En effet, cette question est importante, car plusieurs des personnes interrogées laissent transparaître un manque de démocratisation flagrante qui fait que la transmission intergénérationnelle des connaissances a du mal à se faire, étant donné que celle-ci doit, pour se faire, jouir d’un contexte particulier.

Or, si celle ci devient commandée par la hiérarchie, cela devient plus difficile et moins naturel.

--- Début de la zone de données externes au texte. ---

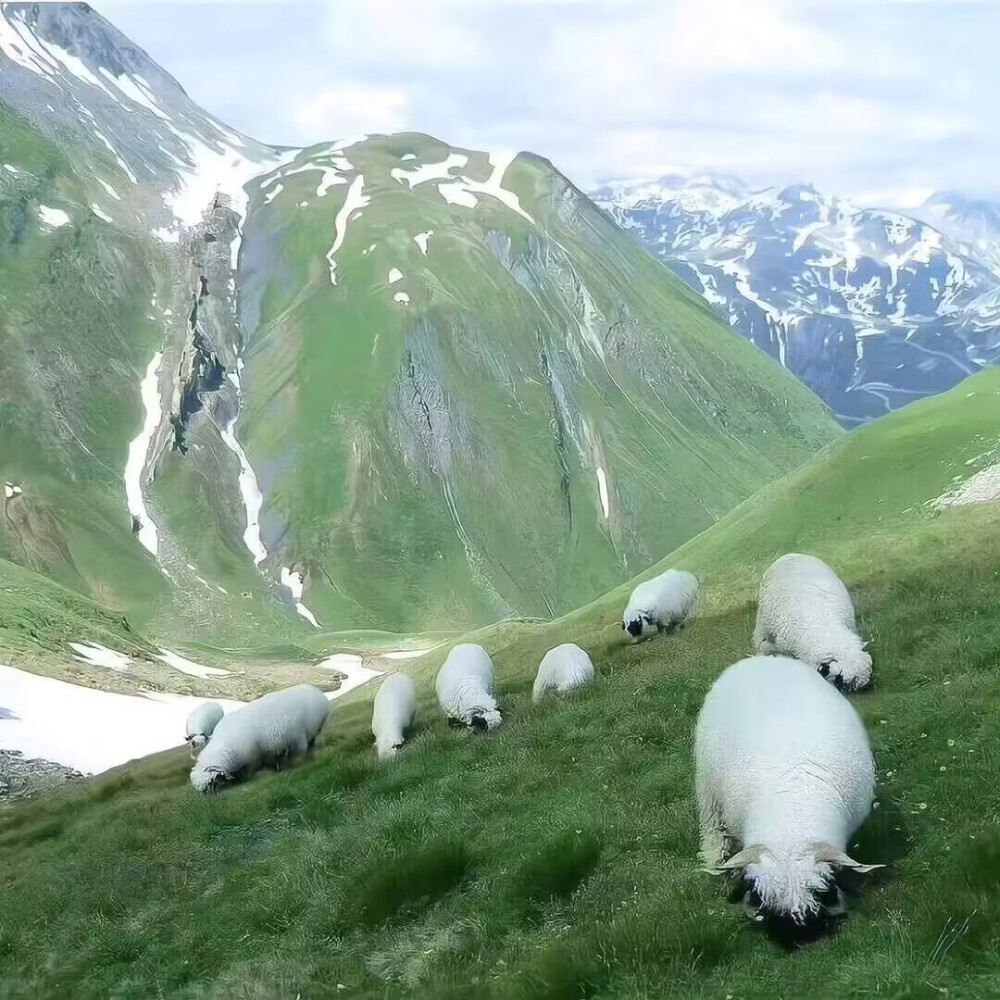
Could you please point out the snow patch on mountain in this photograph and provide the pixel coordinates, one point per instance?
(138, 452)
(354, 201)
(841, 296)
(52, 217)
(295, 584)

Selon elle, et d’après Philippe Carré167, qui s’appuie sur les théories de la motivation d’Albert Bandura, psychologue américain, le rapport au savoir est conçu comme une structure psychologique triple, car il réunirait trois types d’éléments : des représentations, des affects et des « conations ».

C'est-à-dire des caractéristiques qui se placent dans le registre de la motivation.

Le rapport au savoir de la personne se construit alors dans une interaction dynamique entre la pensée, l’action et l’environnement du sujet social, et la notion de sentiment d’efficacité personnelle à apprendre, serait au cœur de cette construction.

Ce ne sont donc pas les savoirs en eux-mêmes qui sont ou non émancipateurs, mais bien la posture avec laquelle on les aborde, la façon dont on se situe par rapport à eux et ce qu’on peut en faire.

C’est pourquoi la question du rapport au savoir nous interpelle aussi bien en tant que chercheur dans le cadre de notre thèse qui s’inscrit dans la sociologie du travail qu’en tant que citoyen.

Françoise Hatchuel ajoute même à cet effet qu’« un système dominateur se servira des savoirs pour maintenir sa domination, tandis que les savoirs peuvent être des outils pour ceux et celles qui sont sur un chemin d’émancipation sans pour autant y suffire.

C’est un pari personnel mais aussi une question sociale, car les savoirs produits et enseignés trahissent, bien évidemment, les enjeux et l’idéologie de ceux et celles qui les portent ».

Au niveau de notre recherche cela cristallise le type de rapport qui existe entre les salariés entre eux, aussi bien d’un point de vue générationnel entre seniors et jeunes, mais également entre la population des salariés et celle des responsables ou supérieurs hiérarchiques censés représenter la Direction Générale de la banque, donc l’employeur.

167Carré Philippe, « De la motivation à la formation », L’Harmattan, coll. « Savoirs et formation », Paris, 2001.